The EIB is also expected to stump up a €100 million loan as part of a highly ambitious project co-ordinated by the EU, World Bank and the Kenyan government to set up a €1 billion bus network in a bid to unblock an increasingly grid-locked Nairobi.

European taxpayers

Why is European taxpayers’ money being used in such ways?

Part of the rationale is that using EIB loans rather than grants can relieve the burden on cash-strapped governments in East Africa, but also on their counterparts in Europe, who are keen to reduce the amount of aid they offer to developing countries.

Another reason is that the projects reflect the EU’s priorities in the region and are a relatively cheap form of development financing. The EIB, with its triple-A credit rating, finds it very easy to borrow money on the markets, and only tends to invest in safe projects.

They are also filling a gap in the market since commercial banks do not tend to invest in infrastructure projects where the pay back will be over the long term and the profitability steady rather than spectacular.

In line with the Cotonou agreement signed between the EU and African countries in 2000, the EIB focuses its activities in the region on directly supporting the private sector and funding infrastructure projects that will help develop business opportunities.

The EIB is not the only European player in town. The German and French national development banks both have more people on the ground in the region, and regularly contribute funds to the same projects. The World Bank and the Japanese development bank are also frequent funding partners.

However, the EIB’s role in sub-Saharan Africa goes beyond investment in infrastructure. It also provides support for local banks, including around €700 million in support for Kenya’s growing financial sector over the past five years. Unlike most commercial banks in East Africa, the EIB offers local currency loans for twenty years and dollar and euro loans for up to ten years.

Largest project

Last month the EIB paired up with the region’s trade and development bank - known as PTA - to launch a €160 million investment facility, its largest business lending programme for businesses in East Africa so far.

Both banks will contribute €80 million to the fund, which can be tapped by agribusinesses, as well as firms operating in the energy, manufacturing and service sectors. At €80 million, the deal represents the largest single credit line the EU’s investment bank has ever signed off on in Africa.

Under the programme, which will be managed by PTA, firms operating in twelve countries in East Africa, including Kenya, Uganda, Tanzania, Rwanda and Burundi, will be able to access loans for up to fifteen years in dollars and euro, and for up to seven years in local currency - longer than the ten-year euro and dollar loans the EIB typically offers.
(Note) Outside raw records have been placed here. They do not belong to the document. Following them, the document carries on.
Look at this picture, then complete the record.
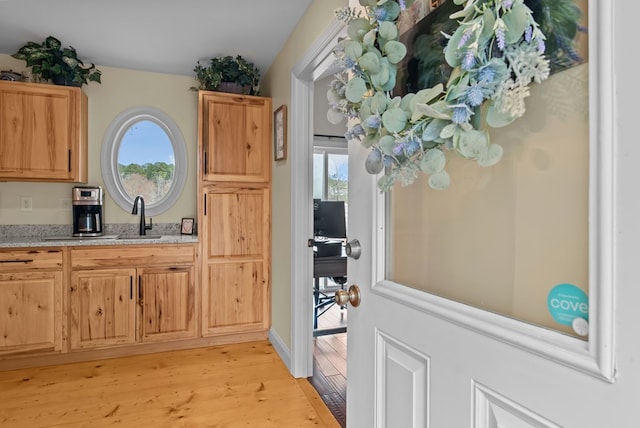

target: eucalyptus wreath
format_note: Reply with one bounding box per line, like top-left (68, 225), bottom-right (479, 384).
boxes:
top-left (327, 0), bottom-right (581, 191)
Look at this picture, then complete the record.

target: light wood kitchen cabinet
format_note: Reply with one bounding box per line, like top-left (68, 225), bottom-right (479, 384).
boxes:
top-left (138, 266), bottom-right (195, 342)
top-left (199, 91), bottom-right (272, 183)
top-left (201, 186), bottom-right (271, 335)
top-left (0, 249), bottom-right (64, 355)
top-left (70, 269), bottom-right (136, 349)
top-left (198, 91), bottom-right (273, 340)
top-left (70, 245), bottom-right (196, 349)
top-left (0, 81), bottom-right (88, 183)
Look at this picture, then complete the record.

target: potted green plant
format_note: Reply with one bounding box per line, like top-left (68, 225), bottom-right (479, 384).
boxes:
top-left (11, 36), bottom-right (102, 86)
top-left (191, 55), bottom-right (260, 95)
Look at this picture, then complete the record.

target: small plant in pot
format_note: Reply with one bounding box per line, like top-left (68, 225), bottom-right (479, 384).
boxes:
top-left (191, 55), bottom-right (260, 95)
top-left (11, 36), bottom-right (102, 86)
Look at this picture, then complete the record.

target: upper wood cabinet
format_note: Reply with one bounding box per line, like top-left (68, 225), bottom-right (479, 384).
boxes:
top-left (0, 81), bottom-right (88, 183)
top-left (198, 91), bottom-right (273, 340)
top-left (198, 91), bottom-right (272, 183)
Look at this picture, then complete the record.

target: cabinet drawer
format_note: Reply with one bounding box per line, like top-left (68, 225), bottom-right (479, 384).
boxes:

“It’s a very large facility for us by any standards,” said Patrick Walsh, the EIB’s director for lending in Africa. He added that the credit line was “the first step in what we hope will be a deeper relationship”.

“It allows us to make available lines of credit on exceptionally long term basis…which should be a great help to the small and medium sized businesses, and also mid-caps,” said Walsh. “We are finding in Europe that mid-caps are very important to job creation and opportunity.”

Speaking at the launch of the programme in Nairobi, PTA President Admassu Tadesse said it would “give a much needed boost to increased investment in the real economies of eastern and southern Africa.”

Doing more with less

There is clearly no plan to scale down the EIB’s work in sub-Saharan Africa. Sorenson says that the EIB plans to open offices in Cameroon within the next year.

Meanwhile, the recently created EU-Africa Infrastructure Trust Fund, which has paid out more than 70 grants to infrastructure projects for a total value of more than €6.5 billion, is a new way to generate private sector investment from public money. The fund combines grants from the European Commission and national governments with the EIB’s lending capacity.

As long as EU governments try to do more with less, and gradually replace development aid with loans, the EIB’s role in sub-Saharan Africa is unlikely to get any smaller.